Philosophical Superiority
Philosophical Superiority
It has come to my attention (AI told me) that many people out there think it was very arrogant (and deluded) of me to claim superiority to the great dead philosophers. Such people (if they exist) have got hold of the wrong end of the stick: my statement, properly understood, is trivially true, a mere truism. If anything, I should be applauded for my generosity concerning nearly all living (or recently dead) philosophers; for I am saying that they too are clearly superior to the Great Ones of the past. The reason, as I clearly stated, is that we have the benefit of all that has come before us, but they didn’t have the benefit of all that was to come after. We know more philosophy than them (we would do better in a quiz). Assuming that the field has progressed since Plato, we have access to a lot of good stuff that Plato knew nothing about. And even if it hasn’t progressed, we know what was said by the post-Socratics (and his pupils). It is exactly the same in physics and the other sciences: science has progressed, so current scientists are better at science than their predecessors—they know more science. This is no insult to the great and dead, or narcissism with respect to the mediocre and living; it is a simple platitude. We living philosophers can all bask in the knowledge that we are better at philosophy than the long deceased. Living humans are also better at history, technology, and road building. The question of GOAT only gets interesting (and non-trivial) when we get to the present and the proximate past; here we may expect a lively substantive debate. Apparently, AI stands for Artificial Ignorance, or it is just reporting the opinions of one sector of OM (organic Idiocy).

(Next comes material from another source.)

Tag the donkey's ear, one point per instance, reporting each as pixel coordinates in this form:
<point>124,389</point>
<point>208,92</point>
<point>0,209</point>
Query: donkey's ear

I’m very interested in whatever Colin McGinn wishes to write about. I consider him to be one of the greatest philosophers of our times.
Khushbir
I’m glad to hear that, but I do wonder who you think are the other great ones.
I completely agree. In mathematics, for example, even a mathematician from the beginning of the 20th century would be vastly inferior to a contemporary one. I wonder, however, whether there has been as much progress in philosophy since, say, 1850 as there has been in mathematics, physics, and the other natural sciences.
Not as much progress as defined by those sciences, but an enormous amount of stuff to learn that adds to one’s arsenal. A lot happened in the first half of the twentieth century philosophically; earlier philosophy looks primitive. Much of this progress arose from the progress of the sciences, including mathematics.